Low US rates have contributed to the dollar's weakness in recent months as investors use it as a funding currency in carry trades, in which traders borrow in low-yielding currencies and invest in assets with greater returns.

The Federal Reserve last week kept interest rates at near zero, and expects to maintain that for "an extended period."

The US$1.60 level is likely the maximum exchange rate in which central banks will tolerate weakness in the dollar.

Beyond that, analysts expect some form of intervention, verbal or otherwise, to support the US currency.

Already, some central banks, such as Australia and Norway, are noting unwanted strength in their currencies as they have started to raise rates.

"The market appears to be taking the appropriate view that we are sucking the last juice out of the short dollar trade," said Alan Ruskin, global head of currency strategy at RBS in Stamford, Connecticut.

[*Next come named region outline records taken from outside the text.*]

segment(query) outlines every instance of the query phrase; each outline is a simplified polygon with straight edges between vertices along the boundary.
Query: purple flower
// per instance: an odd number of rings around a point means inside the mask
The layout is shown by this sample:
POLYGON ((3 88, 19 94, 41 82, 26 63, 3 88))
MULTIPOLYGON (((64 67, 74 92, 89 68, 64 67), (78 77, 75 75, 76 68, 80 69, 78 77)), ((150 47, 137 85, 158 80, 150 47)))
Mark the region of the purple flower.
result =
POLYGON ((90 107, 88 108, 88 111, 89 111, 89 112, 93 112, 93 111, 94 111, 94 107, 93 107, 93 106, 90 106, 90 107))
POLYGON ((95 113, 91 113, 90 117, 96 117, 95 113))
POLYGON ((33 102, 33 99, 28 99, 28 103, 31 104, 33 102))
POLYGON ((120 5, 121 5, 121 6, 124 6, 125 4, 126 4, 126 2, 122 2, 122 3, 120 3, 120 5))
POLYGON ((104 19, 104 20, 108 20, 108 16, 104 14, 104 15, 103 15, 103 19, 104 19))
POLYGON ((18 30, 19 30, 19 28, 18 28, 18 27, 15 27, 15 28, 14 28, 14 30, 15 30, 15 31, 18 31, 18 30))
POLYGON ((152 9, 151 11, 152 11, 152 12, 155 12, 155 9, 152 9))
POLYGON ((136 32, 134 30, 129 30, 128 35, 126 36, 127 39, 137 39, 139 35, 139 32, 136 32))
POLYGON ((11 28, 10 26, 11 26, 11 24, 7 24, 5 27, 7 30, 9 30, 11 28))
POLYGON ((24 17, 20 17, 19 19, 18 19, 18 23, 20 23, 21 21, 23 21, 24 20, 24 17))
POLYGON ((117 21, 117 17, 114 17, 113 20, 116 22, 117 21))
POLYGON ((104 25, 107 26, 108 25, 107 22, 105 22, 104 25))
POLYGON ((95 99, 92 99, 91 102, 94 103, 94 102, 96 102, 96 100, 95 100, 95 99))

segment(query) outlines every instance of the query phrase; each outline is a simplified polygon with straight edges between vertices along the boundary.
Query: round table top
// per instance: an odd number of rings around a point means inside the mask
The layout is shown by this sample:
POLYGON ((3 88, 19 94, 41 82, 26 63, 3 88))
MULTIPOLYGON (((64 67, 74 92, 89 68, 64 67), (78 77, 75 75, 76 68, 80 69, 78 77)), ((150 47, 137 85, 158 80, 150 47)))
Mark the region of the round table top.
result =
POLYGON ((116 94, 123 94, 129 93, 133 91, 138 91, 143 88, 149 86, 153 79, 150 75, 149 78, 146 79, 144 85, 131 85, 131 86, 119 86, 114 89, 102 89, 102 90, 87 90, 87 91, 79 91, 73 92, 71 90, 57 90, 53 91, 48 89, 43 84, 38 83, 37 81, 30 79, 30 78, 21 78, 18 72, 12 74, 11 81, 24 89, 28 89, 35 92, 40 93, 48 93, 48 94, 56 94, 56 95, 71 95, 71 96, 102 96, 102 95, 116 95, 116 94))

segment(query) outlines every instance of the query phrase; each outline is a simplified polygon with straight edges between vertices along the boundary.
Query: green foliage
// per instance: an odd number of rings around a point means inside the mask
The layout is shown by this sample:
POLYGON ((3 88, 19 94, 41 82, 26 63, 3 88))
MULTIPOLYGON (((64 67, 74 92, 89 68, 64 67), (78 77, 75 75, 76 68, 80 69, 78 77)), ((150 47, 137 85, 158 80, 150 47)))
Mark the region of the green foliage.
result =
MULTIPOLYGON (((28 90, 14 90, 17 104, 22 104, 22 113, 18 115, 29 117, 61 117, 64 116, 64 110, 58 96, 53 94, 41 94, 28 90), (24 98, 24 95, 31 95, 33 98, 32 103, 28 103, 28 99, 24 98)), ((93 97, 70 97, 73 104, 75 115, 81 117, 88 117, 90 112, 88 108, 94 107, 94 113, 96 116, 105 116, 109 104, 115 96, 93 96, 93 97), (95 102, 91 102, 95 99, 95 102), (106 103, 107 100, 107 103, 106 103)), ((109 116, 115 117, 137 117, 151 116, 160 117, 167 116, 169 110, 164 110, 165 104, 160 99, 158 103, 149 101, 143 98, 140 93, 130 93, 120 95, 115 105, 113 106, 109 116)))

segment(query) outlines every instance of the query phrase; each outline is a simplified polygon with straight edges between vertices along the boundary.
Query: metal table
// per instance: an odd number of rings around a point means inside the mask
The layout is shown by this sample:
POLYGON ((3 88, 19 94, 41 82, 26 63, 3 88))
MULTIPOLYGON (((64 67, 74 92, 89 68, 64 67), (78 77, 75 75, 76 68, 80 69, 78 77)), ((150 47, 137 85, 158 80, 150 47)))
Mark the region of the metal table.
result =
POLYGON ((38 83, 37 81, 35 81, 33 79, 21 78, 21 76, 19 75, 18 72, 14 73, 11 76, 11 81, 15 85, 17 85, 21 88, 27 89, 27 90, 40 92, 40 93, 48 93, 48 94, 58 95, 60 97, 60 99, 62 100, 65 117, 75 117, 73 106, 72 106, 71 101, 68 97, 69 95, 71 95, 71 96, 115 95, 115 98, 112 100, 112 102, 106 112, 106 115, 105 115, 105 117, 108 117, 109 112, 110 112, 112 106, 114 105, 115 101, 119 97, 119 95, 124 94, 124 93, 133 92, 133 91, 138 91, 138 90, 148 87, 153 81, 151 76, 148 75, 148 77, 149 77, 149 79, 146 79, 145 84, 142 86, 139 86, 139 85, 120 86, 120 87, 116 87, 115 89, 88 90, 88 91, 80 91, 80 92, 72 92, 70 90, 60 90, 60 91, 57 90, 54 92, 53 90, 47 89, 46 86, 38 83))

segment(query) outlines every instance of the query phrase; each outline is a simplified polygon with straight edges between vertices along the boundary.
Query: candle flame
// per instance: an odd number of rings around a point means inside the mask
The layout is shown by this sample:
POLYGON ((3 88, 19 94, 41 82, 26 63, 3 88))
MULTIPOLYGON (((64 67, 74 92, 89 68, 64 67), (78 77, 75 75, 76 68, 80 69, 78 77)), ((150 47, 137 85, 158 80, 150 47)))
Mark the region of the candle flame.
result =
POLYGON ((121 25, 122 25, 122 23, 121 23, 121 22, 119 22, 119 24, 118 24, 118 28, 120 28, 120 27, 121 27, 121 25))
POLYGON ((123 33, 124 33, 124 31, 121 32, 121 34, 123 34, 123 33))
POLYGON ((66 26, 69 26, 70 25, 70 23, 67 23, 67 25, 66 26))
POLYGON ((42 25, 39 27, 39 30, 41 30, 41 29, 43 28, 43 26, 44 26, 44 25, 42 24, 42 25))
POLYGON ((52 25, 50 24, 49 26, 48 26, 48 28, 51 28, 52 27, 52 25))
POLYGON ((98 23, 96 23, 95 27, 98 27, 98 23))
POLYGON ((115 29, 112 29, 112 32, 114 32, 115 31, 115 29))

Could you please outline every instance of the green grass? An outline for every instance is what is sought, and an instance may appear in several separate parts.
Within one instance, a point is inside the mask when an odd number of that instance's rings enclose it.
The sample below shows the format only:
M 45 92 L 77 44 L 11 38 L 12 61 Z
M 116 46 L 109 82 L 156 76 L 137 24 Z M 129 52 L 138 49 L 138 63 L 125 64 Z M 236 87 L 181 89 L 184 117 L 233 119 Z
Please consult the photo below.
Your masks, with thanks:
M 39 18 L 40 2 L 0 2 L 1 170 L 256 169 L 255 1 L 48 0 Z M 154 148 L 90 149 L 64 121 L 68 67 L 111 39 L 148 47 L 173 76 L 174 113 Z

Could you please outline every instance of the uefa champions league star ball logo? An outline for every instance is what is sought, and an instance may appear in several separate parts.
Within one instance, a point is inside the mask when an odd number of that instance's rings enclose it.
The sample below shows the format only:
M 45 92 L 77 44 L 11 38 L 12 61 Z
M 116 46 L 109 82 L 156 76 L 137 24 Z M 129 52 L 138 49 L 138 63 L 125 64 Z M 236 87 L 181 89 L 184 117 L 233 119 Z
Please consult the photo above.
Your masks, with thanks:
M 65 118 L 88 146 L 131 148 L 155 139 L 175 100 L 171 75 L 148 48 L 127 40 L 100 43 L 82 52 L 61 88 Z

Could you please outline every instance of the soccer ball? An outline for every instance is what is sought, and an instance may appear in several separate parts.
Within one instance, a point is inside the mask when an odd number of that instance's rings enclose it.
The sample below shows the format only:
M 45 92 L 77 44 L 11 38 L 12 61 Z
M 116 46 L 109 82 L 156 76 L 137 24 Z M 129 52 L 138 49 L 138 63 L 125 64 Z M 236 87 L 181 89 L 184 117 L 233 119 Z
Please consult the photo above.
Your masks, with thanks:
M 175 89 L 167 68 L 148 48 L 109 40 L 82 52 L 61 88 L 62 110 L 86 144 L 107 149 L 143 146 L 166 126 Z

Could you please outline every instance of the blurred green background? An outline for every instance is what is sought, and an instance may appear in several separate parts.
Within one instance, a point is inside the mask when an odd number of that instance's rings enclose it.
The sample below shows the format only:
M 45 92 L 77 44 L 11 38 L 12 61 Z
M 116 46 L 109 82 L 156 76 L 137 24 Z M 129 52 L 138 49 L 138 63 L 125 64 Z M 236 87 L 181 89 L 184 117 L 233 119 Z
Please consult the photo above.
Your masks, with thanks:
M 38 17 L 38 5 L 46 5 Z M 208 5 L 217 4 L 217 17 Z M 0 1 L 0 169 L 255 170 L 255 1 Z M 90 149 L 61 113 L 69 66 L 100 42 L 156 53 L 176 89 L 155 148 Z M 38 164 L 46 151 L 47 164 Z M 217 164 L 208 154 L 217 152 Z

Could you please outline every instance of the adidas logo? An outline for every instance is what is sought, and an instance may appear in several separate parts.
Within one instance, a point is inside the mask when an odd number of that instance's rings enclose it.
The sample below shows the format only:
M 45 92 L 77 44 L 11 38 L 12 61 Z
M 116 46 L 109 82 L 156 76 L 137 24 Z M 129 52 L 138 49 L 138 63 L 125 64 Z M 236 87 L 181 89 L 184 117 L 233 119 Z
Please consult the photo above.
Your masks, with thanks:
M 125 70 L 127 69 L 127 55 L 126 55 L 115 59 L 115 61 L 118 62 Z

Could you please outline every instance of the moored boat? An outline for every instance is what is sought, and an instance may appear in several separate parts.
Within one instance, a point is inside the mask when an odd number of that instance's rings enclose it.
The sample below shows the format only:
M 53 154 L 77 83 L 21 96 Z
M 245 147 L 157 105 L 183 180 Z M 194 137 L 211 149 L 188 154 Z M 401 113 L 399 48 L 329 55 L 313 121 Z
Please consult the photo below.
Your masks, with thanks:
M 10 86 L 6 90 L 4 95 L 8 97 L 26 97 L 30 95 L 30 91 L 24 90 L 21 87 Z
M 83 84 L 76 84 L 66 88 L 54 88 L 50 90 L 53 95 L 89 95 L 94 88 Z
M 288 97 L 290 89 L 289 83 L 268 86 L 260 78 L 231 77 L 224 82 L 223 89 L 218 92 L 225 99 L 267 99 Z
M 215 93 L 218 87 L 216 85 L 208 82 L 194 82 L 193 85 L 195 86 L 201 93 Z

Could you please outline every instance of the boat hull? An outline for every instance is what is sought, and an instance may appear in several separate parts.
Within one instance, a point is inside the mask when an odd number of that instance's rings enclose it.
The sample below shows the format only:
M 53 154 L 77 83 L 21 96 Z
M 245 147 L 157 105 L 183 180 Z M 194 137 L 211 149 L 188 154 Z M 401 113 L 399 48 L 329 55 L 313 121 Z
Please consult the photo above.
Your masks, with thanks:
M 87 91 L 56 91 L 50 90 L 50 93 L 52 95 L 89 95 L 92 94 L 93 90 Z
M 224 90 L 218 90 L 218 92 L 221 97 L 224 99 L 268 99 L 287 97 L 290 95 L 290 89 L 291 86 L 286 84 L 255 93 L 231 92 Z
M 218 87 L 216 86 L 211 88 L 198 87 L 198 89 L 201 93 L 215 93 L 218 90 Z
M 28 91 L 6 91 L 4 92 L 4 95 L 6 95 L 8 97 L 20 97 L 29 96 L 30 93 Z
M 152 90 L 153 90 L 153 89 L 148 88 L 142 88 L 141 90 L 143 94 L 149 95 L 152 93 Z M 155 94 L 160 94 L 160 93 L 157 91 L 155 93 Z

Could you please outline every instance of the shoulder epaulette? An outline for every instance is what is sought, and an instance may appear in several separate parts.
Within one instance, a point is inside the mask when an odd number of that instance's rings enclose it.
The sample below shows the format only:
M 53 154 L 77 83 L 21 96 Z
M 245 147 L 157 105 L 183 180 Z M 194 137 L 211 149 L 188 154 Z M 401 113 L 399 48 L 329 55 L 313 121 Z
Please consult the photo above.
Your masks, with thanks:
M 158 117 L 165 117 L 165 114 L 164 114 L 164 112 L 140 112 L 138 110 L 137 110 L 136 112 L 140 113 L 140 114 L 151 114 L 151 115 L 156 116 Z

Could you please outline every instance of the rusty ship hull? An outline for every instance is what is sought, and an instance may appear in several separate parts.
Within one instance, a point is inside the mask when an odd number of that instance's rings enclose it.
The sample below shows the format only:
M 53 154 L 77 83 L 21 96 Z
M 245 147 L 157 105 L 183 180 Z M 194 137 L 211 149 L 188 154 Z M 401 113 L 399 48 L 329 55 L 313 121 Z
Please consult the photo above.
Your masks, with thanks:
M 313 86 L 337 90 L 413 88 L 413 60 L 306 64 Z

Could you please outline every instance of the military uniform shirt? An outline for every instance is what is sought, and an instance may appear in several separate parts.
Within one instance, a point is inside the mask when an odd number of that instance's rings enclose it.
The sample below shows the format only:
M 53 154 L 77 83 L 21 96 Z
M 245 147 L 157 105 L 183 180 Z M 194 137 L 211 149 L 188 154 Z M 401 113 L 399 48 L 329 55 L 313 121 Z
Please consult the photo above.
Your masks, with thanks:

For now, a weak dollar is viewed as desirable for boosting exports for the ailing US economy. But the weak dollar, along with China's management of its own currency, has other nations, particularly in Europe, concerned about the threat of inflation there. Some economists caution that a weak dollar risks a flight out of US assets, leading to a damaging spike in US rates. But the United States, due to its size and the dollar being the world's reserve currency, has a natural buffer that separates it from smaller economies that have suffered from the swift exodus of capital.

Ethan Harris, Bank of America- Merrill Lynch's head of global economics, noted that it took a 50 percent drop in the dollar in the 1980s before it created upward pressure on bond yields - amid fears of knock-on inflation - and contributed to the 1987 stock market crash.

"Are we in that same kind of environment today? There are some elements of it," he said in a recent conference call.

In addition to the dollar's level, the swiftness of the US currency's fall is also key, and the fear it can cause. Analysts say volatility indicators suggest there is fear of further dollar weakness and a more tumultuous trading environment.